The legislative intent here is obviously open to question and we would hope that consideration may soon be given to some appropriate statutory revision. We believe, however, that the legislature obviously did not intend for Section 102(9) of the Code to apply with respect to all injured and ill persons, for such an interpretation would encompass persons suffering from minor ailments as well as the more seriously ill and would include transportation to non-medical as well as to medical destinations. Recognizing this, the PUC elected, by its own admission, to adopt a narrow construction of the statutory exemption and to apply it only to the transportation of injured and ill persons for emergency treatment. We must, therefore, consider the propriety of the narrow construction here given.

Initially, we must note that Section 102(9) of the Code, however, is not one of the classes of statutory provisions specifically enumerated by the legislature as requiring strict construction. We believe, therefore, that it must be liberally construed to effect the objects of the statute and to promote justice. Section 1928(c) of the Statutory Construction Act of 1972, 1 Pa. C. S. §1928(c). The object of Section 102(9) of the Code, we believe, is to afford an exemption from the definition of common carrier by motor vehicle to carriers which transport injured or ill persons because of and with, respect to their status as injured or ill. The exemption, therefore, must be interpreted as applying to the transportation which is afforded persons who, because they are injured and ill, require transportation for medical treatment. In other words, the statute exempts the transportation of patients for purposes of medical treatment. Such a construction is not actually at odds with PUC licensing practices, for carriers such as Reading have already been licensed to provide a medi-taxi service to the elderly and incapacitated, in addition to the ill, for non-medical as well as for medical purposes. On the other hand, DAC’s non-emergency operation is limited to providing transportation for non-ambulatory patients to and from various medical facilities for medical treatment, and it does not offer taxi service, transport ambulatory persons, or provide transportation for non-medical purposes. The DAC provides, in effect, an ambulance service which falls within the exemption afforded by Section 102(9) of the Code, as opposed to a medi-taxi service, which does not.

We will, therefore, reverse the PUC order.

Order

And Now, this 19th day of February, 1981, the order of the Public Utility Commission in the above-captioned matter is hereby reversed. 
      
       Repealed by the Act of July 1, 1978, P.L. 598. Similar provisions are now found in Sections 1101 and 1102 of the Public Utility Code, 66 Pa.
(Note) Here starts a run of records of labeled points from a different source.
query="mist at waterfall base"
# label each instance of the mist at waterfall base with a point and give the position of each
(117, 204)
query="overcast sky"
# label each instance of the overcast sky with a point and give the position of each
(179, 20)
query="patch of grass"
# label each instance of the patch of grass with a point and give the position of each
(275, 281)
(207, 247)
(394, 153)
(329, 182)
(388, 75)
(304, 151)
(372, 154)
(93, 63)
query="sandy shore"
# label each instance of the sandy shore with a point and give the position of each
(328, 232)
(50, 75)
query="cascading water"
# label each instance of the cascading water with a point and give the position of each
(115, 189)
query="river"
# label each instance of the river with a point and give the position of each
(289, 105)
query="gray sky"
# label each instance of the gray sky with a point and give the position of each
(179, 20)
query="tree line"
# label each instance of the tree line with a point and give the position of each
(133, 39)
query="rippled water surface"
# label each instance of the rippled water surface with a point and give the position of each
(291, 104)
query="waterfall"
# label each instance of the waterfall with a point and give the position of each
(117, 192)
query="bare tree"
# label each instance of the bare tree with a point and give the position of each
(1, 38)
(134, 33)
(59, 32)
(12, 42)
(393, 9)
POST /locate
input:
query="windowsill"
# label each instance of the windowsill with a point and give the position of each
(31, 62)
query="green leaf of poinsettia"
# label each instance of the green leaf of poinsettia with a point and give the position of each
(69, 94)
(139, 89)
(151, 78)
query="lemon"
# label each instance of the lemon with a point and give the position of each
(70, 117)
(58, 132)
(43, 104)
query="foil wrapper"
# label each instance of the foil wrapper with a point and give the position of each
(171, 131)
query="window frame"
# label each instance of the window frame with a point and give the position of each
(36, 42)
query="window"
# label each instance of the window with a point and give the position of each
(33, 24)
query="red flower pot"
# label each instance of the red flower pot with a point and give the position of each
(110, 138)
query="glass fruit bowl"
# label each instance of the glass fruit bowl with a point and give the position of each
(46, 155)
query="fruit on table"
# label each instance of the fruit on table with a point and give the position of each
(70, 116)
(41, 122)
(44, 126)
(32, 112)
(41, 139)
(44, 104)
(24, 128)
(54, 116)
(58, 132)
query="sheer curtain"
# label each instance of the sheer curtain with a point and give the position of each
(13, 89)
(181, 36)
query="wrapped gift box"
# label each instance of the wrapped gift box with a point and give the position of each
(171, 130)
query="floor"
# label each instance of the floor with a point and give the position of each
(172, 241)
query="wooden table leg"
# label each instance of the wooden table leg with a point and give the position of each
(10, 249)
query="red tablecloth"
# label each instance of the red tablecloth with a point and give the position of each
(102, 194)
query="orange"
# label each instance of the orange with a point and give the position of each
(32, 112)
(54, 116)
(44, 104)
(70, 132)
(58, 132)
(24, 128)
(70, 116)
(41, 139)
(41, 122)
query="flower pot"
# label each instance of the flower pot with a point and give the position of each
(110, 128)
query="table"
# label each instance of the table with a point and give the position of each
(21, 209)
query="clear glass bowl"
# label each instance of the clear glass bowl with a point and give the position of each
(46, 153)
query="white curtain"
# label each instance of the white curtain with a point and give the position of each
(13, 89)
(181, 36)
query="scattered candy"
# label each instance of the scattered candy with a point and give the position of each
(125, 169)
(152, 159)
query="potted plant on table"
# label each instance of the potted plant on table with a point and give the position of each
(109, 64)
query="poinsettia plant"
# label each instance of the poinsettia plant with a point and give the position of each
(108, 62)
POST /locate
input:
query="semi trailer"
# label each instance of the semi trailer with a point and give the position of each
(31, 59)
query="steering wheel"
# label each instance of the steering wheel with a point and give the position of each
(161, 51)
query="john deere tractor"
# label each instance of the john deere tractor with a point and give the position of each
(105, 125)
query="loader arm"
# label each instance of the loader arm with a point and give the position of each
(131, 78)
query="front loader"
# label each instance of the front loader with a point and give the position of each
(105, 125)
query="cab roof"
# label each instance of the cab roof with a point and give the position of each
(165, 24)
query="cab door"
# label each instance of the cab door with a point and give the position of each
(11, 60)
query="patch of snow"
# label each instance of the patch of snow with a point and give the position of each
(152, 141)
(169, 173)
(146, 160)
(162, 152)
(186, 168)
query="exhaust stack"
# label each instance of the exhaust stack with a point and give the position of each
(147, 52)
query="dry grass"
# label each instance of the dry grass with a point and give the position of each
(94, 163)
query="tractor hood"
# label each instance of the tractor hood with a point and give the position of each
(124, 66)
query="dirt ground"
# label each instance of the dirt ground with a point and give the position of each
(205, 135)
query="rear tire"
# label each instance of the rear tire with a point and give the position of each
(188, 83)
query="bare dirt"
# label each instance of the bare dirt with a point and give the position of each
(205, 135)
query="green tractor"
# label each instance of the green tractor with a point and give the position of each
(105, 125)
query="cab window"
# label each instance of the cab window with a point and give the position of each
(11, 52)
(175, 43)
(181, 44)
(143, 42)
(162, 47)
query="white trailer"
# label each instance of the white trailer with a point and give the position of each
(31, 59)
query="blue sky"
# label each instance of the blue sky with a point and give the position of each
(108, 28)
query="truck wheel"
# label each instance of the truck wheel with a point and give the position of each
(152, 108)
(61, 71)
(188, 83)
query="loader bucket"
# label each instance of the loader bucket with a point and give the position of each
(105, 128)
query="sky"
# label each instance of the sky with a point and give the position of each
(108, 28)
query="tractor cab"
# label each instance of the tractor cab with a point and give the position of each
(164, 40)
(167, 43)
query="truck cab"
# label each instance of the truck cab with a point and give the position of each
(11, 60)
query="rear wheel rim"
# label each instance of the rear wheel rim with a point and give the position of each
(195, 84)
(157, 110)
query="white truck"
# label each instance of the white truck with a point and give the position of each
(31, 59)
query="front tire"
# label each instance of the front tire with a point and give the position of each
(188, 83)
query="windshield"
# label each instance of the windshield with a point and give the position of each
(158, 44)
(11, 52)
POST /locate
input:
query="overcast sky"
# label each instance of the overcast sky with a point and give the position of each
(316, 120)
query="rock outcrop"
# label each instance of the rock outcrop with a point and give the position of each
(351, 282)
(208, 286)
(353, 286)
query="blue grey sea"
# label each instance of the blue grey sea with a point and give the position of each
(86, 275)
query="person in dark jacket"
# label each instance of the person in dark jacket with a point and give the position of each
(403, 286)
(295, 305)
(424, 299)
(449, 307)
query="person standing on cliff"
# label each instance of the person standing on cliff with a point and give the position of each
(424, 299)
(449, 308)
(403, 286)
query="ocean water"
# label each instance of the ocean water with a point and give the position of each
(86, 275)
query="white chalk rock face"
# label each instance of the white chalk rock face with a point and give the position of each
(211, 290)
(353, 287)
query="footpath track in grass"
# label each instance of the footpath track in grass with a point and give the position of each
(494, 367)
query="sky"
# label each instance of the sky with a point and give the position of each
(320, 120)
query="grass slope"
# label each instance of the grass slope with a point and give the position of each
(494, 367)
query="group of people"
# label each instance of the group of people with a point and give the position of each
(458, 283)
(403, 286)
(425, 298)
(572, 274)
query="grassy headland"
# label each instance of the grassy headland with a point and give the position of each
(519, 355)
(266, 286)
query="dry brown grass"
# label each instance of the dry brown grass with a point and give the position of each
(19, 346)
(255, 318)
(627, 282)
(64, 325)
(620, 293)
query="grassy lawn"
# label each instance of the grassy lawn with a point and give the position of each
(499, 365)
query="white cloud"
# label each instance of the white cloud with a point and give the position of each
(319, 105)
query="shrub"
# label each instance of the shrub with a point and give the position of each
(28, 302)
C. S. §§1101, 1102.
     
      
       Section 102 of the Code defines “common carrier by motor vehicle” as:
      Any common carrier who or which holds out or undertakes the transportation of passengers or property, or both, or any class of passengers or property, between points within this Commonwealth by motor vehicle for compensation, whether or not the owner or operator of such motor vehicle, or who or which provides or furnishes any motor vehicle, with or without driver, for transportation or for use in transportation of persons or property as aforesaid.....
     
      
       Under the terms of its certificate of convenience, Reading is licensed to operate a combined service' by which it provides transportation in modified motor vehicles with side-opening doors and ramps of ambulatory and wheelchair outpatients as well as of elderly, disabled or physically handicapped persons to a business, doctor’s office, shopping areas, church or social activities.
     
      
       Under Section 103 of the Health Care Facilities Act, Act of July 19, 1979, P.L. 130, 35 P.S. §448.103, the legislature has defined “patient” as “[a] natural person receiving health care in or from a health care provider.” “Health Care Provider” is defined as “[a] person who operates a health care facility or health care institution or health maintenance organization.”